Das Patent CH81930 von 1919 trägt ebenfalls den Titel Montre (Uhr) und beschreibt eine Befestigung des Werkes im Gehäuseboden, die der oben gezeigten ähnelt, bei der die Ausstülpungen am Werk aber nach innen gerichtet sind:
Doch damit nicht genug, die Cymrex Watch erhielt insgesamt 13 Patente in der Schweiz, in Frankreich, in Großbritannien und in Deutschland! So beschreibt CH81932 die oben gezeigte Befestigung des Zifferblattes mit Klammern. Und CH81934 den Aufzugmechanismus der Cymrex-Werke:
1923 wurden von einem Georges Henry einige Patente von 1921 an die Beaulieu Watch Co übertragen: CH95252, CH98593, CH98831, CH98832. Dieser Georges Henry wurde bereits 1919 zum Direktor der Beaulieu Watch ernannt. Die von ihm eingereichten Patente entstanden also bereits während seiner Zeit bei der Beaulieu Watch.

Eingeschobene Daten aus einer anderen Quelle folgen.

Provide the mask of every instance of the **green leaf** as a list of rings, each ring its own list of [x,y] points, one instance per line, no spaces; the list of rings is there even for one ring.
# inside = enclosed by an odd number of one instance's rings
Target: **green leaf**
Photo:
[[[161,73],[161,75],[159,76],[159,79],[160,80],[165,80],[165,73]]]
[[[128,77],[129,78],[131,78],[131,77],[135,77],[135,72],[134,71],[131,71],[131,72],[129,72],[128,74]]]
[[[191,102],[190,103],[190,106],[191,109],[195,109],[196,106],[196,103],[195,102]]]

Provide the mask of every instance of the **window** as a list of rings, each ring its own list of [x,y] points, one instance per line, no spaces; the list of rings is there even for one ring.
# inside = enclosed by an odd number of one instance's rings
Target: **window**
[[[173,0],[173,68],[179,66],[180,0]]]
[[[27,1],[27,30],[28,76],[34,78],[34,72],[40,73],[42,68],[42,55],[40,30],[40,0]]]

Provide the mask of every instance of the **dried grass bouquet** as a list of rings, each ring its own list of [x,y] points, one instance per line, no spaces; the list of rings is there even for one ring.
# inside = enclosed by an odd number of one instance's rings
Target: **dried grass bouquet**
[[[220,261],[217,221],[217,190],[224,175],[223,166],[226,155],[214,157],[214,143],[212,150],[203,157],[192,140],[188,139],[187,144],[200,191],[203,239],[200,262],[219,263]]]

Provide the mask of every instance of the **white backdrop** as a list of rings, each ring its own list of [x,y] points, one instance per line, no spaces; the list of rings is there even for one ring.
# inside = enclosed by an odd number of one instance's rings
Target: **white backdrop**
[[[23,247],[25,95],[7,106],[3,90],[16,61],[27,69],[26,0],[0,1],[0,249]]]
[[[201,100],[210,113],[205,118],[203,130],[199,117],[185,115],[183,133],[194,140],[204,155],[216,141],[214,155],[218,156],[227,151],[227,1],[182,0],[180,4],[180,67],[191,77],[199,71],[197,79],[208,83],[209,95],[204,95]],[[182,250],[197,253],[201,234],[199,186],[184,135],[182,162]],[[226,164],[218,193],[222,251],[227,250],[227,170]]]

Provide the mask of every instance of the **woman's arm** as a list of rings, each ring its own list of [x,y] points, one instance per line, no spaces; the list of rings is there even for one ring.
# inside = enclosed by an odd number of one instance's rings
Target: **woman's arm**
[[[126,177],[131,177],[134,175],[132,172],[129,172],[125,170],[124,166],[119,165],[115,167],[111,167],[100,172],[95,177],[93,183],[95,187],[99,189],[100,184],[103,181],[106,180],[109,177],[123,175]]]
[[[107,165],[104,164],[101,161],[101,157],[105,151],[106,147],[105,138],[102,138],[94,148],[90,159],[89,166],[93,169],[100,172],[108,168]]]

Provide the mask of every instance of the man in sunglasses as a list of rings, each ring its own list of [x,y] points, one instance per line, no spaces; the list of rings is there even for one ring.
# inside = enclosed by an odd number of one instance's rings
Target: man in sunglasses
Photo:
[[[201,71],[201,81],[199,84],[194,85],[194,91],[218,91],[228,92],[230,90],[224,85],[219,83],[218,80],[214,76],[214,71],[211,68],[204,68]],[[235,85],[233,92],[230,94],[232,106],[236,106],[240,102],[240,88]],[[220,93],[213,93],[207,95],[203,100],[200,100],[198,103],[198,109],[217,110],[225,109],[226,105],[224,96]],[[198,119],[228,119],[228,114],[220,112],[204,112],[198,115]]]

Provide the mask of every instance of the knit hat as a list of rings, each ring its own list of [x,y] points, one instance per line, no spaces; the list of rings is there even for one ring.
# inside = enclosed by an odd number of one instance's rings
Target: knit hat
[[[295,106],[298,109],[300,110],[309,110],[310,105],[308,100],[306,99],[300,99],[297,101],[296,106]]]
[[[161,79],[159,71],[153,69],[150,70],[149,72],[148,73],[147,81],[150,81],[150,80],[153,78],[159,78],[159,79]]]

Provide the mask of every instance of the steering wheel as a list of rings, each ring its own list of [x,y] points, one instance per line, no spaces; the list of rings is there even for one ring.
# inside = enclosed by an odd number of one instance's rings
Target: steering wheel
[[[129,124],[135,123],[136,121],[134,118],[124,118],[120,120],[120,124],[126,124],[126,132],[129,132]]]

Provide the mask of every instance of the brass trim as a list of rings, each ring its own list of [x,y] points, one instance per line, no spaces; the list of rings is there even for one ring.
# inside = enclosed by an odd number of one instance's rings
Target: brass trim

CH98593 von 1921 handelt von einem transparenten Staubdeckel. Die Zeichnung zu diesem Patent zeigt exakt die Brückenform der Cymrex-Werke:
Wir können also davon ausgehen, dass die gezeigten Cymrex-Werke etwa im Zeitraum von 1919 bis 1926 gebaut wurden. Auf der Platine unter der Unruh ist jeweils eine Nummer punziert, bei der es sich möglicherweise um eine fortlaufende Seriennummer handelt. Die höchste Nummer, die ich bisher finden konnte, war die 144090. Die Anzahl der insgesamt von Cymrex produzierten Werke könnte also etwa bei 150.000 Stück liegen. Ich vermute, dass Werke des Typs 1 älter sind als die vom Typ 2, da Typ 2-Werke höhere Nummern tragen.